# Parking a car on the road that's uninsured



## srmtor (Jul 12, 2008)

As the above, am I allowed to do this or not? 

Cheers


----------



## mnight (Apr 19, 2012)

No, because now you need to have tax if its insured, and insurance if its taxed. So with no insurance you should have the car sorn and therefore off the road


----------



## Shiny (Apr 23, 2007)

It is an offence under the Road Traffic Act to use or park a vehicle on the Public Highway unless valid insurance (at least TPO cover) is in force.


----------



## ShiningScotsman (Jun 20, 2012)

In short the most sensible answer is no 

If on the road a registered car must be insured.
If your reg shows up as uninsured and the rozzers happen to spot your car it can be removed.
Also there is no 3rd party protection from your uninsured car...for instance if a child happened to hurt themsleves on your car or someone bumped into you on the road etc etc etc.

Keep it all above board for your own protection
If the car is going to sit there for a while chose a very low mileage policy saving you money - or if money is an issue look at a TPO option if that suits your circumstances......


----------



## srmtor (Jul 12, 2008)

Cheers guys, I'll be selling it soon as weve just been giving a motability car and haven't got space on the drive for my car. Would it be ok then if parked on private land?


----------



## Alan W (May 11, 2006)

srmtor said:


> Would it be ok then if parked on private land?


Yes, that's the only place you can park it! 

Alan W


----------



## srmtor (Jul 12, 2008)

Thanks


----------



## Shiny (Apr 23, 2007)

Make sure it is Sorn'd if you no longer have insurance on it and are laying it up on your drive.
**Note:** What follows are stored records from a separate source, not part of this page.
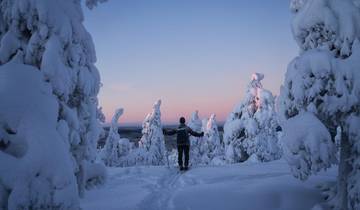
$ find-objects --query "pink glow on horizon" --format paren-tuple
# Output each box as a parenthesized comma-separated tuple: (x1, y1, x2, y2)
(101, 97, 240, 125)
(98, 68, 285, 125)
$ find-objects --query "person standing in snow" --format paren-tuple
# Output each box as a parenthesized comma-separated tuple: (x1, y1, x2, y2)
(163, 117, 204, 170)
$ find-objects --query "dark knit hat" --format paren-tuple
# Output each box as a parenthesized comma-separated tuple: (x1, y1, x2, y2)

It is now an offense to own a taxed without insurance.


----------



## p5x (Jul 14, 2012)

how long do you have to tax the car if you've just bought it and it was previously sorn?


----------



## AliBailey88 (Oct 13, 2009)

tbh ive bought and sold cars quite alot, no insurance and no tax. I just leave them on the drive, havent had a problem yet. Then again i only have them for about 2 weeks.


----------



## sirkuk (Mar 5, 2012)

Unless it's SORN and off the road, it has to be insured. Of course you have some grace if you're trying to sell, but anything long term, if it's taxed, it has to be insured.

Sent from my GT-I9300 using Tapatalk


----------



## Shiny (Apr 23, 2007)

There are no days of grace, the new CIE law is simply if it is taxed, it must be insured.


----------



## rizo (Jul 14, 2012)

if you are under a motor trade insurance policy you do not need to notify the insurer/MID of vehicles that are in your possession for less than 14days, anything longer then it needs to be notified and appear on the MID.


----------



## Shiny (Apr 23, 2007)

And the same for "declaration" based fleet policies, but the vehicles are still insured even within the 14 days MID reporting period, so there is no breach of CIE. 

Private car insurance is different, if you cancel or lapse your policy (or change to a new car and stop the insurance on the old car), you must declare your car Sorn'd immediately.


----------